Department of Information Technology, Faculty of Computers and Information, Menofiya University, Shebin El Kom, Menofiya, Egypt.
Department of Computer Systems, Faculty of Computers and Information, Ain Shams University, Cairo, Egypt.
J Adv Res. 2015 Jul;6(4):609-19. doi: 10.1016/j.jare.2014.02.009. Epub 2014 Mar 5.
Network intrusion detection based on anomaly detection techniques has a significant role in protecting networks and systems against harmful activities. Different metaheuristic techniques have been used for anomaly detector generation. Yet, reported literature has not studied the use of the multi-start metaheuristic method for detector generation. This paper proposes a hybrid approach for anomaly detection in large scale datasets using detectors generated based on multi-start metaheuristic method and genetic algorithms. The proposed approach has taken some inspiration of negative selection-based detector generation.
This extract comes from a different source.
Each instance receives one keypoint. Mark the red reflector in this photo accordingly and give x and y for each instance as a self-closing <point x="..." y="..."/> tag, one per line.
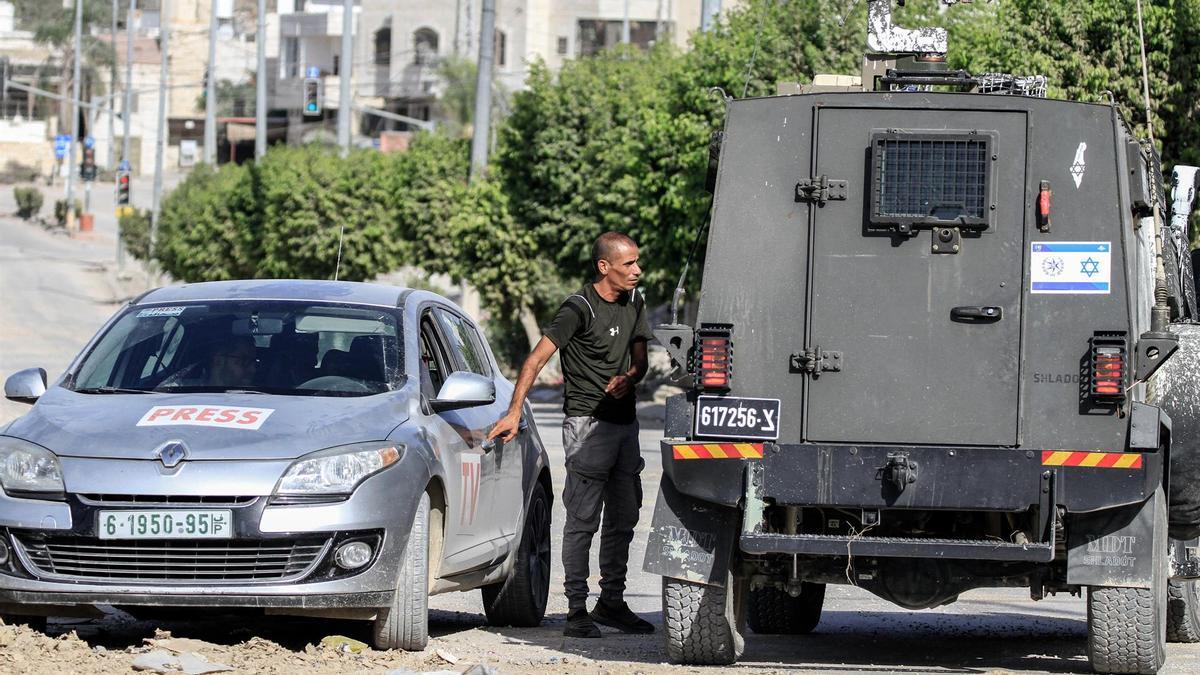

The evaluation of this approach is performed using NSL-KDD dataset which is a modified version of the widely used KDD CUP 99 dataset. The results show its effectiveness in generating a suitable number of detectors with an accuracy of 96.1% compared to other competitors of machine learning algorithms.
基于异常检测技术的网络入侵检测在保护网络和系统免受恶意活动方面发挥着重要作用。不同的启发式技术已被用于异常检测器的生成。然而,已有的文献尚未研究使用多起始启发式方法进行检测器生成。本文提出了一种使用基于多起始启发式方法和遗传算法生成的检测器在大规模数据集上进行异常检测的混合方法。该方法从基于负选择的检测器生成中得到了一些启发。使用 NSL-KDD 数据集对该方法进行了评估,该数据集是广泛使用的 KDD CUP 99 数据集的一个修改版本。结果表明,与其他机器学习算法的竞争对手相比,该方法在生成具有 96.1%准确率的适当数量的检测器方面非常有效。